Though White House officials have said Griner is in "good spirits" she is likely to undergo a thorough medical evaluation. National Security Council strategic communications coordinator John Kirby told CNN on Thursday the first priority right now is "to make sure that she gets the adequate care she needs" after being detained and under "intolerable conditions."

"We suspect that there will be a need here for her to have access to proper health care before she's ready and fit to get back home. I don't think that that will take a very long time," Kirby told CNN's Kate Bolduan. "But again, that is going to be up to the doctors to work with the family on. That is going to be the main focus now, is just making sure that we look after her well being before she's able to, you know, to get on her way."

What has Paul Whelan said?

The former marine who is a US, Irish, British and Canadian citizen and was detained at a Moscow hotel in December 2018 for allegedly being involved in an intelligence operation, on Thursday told CNN he was happy that Griner was released but that he "was led to believe that things were moving in the right direction, and that the governments were negotiating and that something would happen fairly soon."

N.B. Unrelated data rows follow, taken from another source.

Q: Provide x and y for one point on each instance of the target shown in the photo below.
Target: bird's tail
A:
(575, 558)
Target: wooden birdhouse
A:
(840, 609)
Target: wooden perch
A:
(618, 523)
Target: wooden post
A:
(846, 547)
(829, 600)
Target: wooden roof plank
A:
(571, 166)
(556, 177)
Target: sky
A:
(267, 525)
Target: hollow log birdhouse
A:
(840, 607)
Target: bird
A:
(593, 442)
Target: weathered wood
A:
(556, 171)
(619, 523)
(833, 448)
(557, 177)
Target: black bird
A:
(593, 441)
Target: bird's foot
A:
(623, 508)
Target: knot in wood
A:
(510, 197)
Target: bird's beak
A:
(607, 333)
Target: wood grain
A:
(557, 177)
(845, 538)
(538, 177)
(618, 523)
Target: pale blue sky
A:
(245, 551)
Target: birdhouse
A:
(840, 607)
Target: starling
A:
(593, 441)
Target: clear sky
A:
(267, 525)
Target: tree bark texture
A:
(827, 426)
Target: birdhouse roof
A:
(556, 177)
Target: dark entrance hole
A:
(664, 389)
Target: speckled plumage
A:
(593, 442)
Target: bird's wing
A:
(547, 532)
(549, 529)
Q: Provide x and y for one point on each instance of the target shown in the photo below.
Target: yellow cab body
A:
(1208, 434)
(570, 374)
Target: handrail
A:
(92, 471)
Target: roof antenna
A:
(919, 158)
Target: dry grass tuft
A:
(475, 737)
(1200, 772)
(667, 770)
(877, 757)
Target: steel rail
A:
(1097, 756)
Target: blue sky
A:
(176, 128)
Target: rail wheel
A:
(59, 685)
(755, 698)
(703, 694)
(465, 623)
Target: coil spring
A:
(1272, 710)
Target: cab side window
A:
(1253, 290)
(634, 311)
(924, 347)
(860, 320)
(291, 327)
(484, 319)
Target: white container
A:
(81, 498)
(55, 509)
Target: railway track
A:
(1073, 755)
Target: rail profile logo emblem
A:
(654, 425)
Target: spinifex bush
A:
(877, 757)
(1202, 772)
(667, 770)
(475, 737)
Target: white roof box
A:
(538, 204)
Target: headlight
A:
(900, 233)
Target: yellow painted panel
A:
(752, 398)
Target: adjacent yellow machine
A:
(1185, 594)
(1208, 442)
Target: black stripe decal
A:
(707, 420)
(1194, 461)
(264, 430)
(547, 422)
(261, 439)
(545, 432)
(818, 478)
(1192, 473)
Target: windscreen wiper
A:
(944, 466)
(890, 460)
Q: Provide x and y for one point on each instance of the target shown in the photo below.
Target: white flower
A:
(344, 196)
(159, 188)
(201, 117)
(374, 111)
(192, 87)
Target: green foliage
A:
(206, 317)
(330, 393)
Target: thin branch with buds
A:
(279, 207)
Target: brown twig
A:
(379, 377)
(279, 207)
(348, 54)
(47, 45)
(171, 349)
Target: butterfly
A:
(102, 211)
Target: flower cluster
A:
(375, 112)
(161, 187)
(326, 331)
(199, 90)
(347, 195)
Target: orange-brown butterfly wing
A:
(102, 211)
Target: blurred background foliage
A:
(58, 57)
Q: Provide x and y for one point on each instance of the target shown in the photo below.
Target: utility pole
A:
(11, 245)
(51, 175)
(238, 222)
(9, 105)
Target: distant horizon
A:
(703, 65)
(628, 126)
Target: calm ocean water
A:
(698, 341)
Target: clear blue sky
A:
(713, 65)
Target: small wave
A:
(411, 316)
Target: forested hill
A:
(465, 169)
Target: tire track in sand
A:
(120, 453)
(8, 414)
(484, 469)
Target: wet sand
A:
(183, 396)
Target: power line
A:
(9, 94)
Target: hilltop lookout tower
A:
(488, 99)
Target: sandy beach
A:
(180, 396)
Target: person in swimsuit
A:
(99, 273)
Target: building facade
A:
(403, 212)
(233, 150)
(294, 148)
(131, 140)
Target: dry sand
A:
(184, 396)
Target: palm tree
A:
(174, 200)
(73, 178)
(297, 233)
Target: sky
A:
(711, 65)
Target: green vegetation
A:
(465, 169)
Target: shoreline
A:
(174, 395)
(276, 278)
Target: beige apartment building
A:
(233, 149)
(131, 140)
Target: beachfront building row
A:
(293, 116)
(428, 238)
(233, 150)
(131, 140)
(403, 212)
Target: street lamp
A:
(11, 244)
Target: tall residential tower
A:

Speaking in an exclusive phone call from the penal colony where he is being held in a remote part of Russia, Whelan also told CNN he was surprised not to have been included in the swap with Bout and that he is "greatly disappointed" the Biden administration has not done more to secure his release.

"I am greatly disappointed that more has not been done to secure my release, especially as the four year anniversary of my arrest is coming up. I was arrested for a crime that never occurred," he said. "I don't understand why I'm still sitting here."